Very quietly on March 16 the President issued an Executive Order – the instrument by which he is increasingly inclined to govern – which gives him and his gang this power.
The EO grants the administration martial law powers in peacetime.
Drudge and Canada Free Press have carried this news. The mainstream media must know about it. If they choose not to report it, what are they allowing by their silence?
The issue of such an order in peacetime raises suspicion that Obama may be preparing to refuse to relinquish power if he is defeated in the November presidential election.
This is from Canada Free Press, by Alan Caruba:
An Executive Order posted on the White House website on Friday, March 16, 2012, has generated a wave of fear. It is officially about “National Defense Resources Preparedness” and its stated policy addresses “national defense resource policies and programs under the Defense Production Act of 1950.”
Its stated policy is that “The United States must have an industrial and technological base capable of meeting national defense requirements and capable of contributing to the technological superiority of its national defense equipment in peacetime and in times of national emergency.” …
In effect, the EO allows the federal government, directed by the President, to commandeer and control all aspects of the economy and the lives of all Americans. It centralizes control to an astonishing and frightening degree. …
It parcels out control to the Secretary of Agriculture with respect to food resources …
The Secretary of Energy with respect to all forms of energy;
The Secretary of Health and Human Services with respect to health resources;
The Secretary of Transportation with respect to all forms of civil transportation;
The Secretary of Defense with respect to water resources; and
The Secretary of Commerce with respect to all other materials, services, and facilities, including construction materials.

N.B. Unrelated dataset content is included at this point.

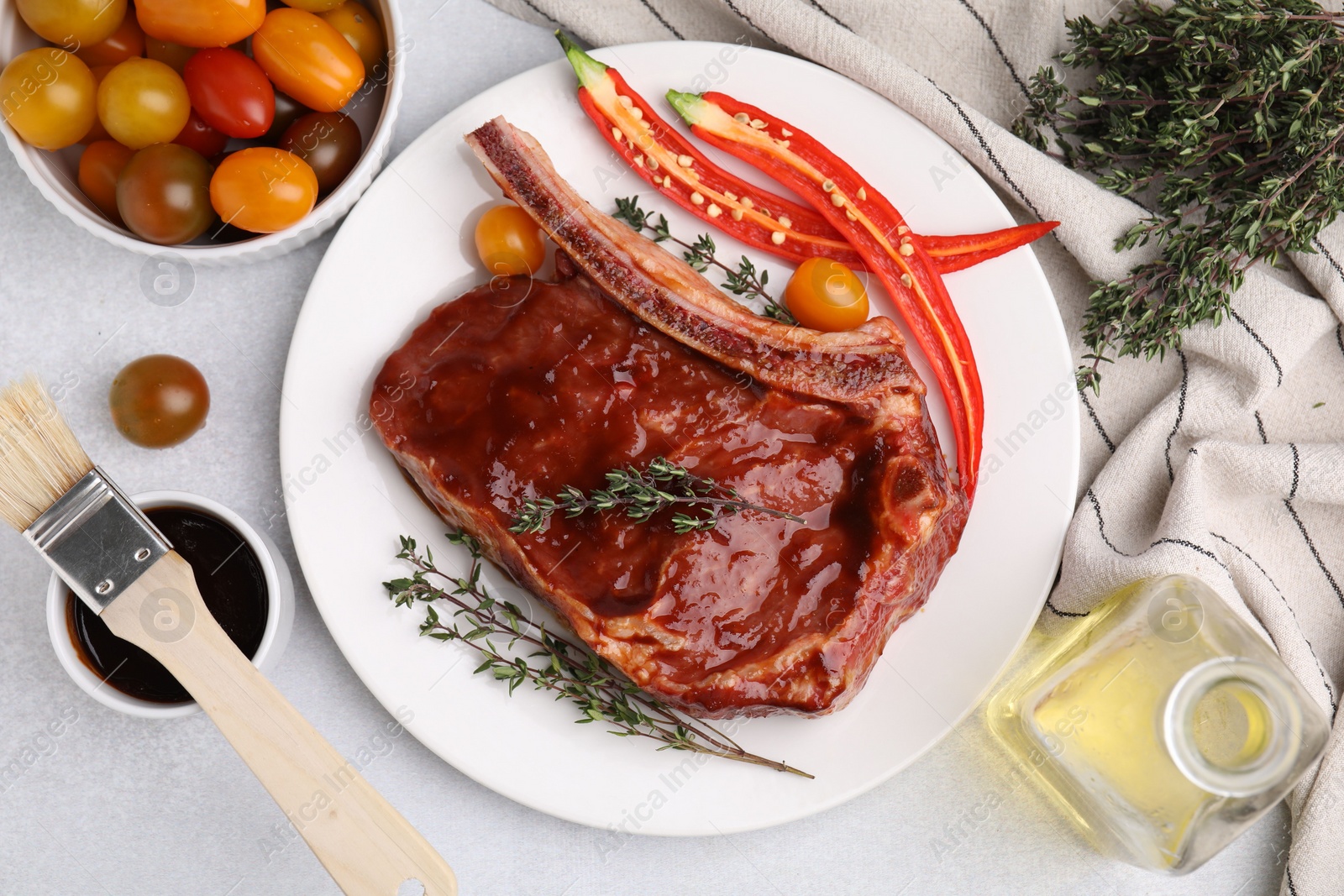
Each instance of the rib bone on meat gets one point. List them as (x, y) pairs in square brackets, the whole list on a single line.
[(522, 387)]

The obvious question is why is this EO necessary in the absence of any threat of an invasion or even an attack? [And] why should the President of the United States, in the run-up to a national election, feel that this is the time to issue such an EO?
I have frankly been dismissive of widely expressed fears that Obama would or could carry off a coup d’etat to establish himself as an American dictator. The problem, however, is that Obama has surrounded himself with Cabinet Secretaries and a shadow government of “czars” that would likely support him if he were to attempt such an audacious move.
The “legality” of such a move would be rubber-stamped by the Attorney General whose regard for the Constitution and laws of the nation is dubious at best, elastic at worst. The President’s views about the Constitution are well known and he resents the limits it puts on his powers.
Would Congress stand by and allow its powers be usurped? Imagine yourself a Senator or Representative fearful of arrest and detention. Rounding up all 435 members would not be a difficult task.
The nation’s media, with exceptions, has “covered” for this President regarding the legitimacy of his right to hold office, his absurd energy policies, and his takeover of various segments of the nation’s economic base; the auto industry, the insurance industry, and Obamacare’s attempt to takeover the healthcare sector.
That is why this EO has evoked such fear and concern and that is why Congress has to assert its Constitutional powers before this President is permitted to overthrow the legislative branch of government and seize control through an EO that is so broad that it is a breathtaking seizure of power that could only be considered if the nation was, in fact, under attack.
This EO is about “preparedness”, but for whom?
Is this unwarranted scare-mongering? Or is it valid cause for fear?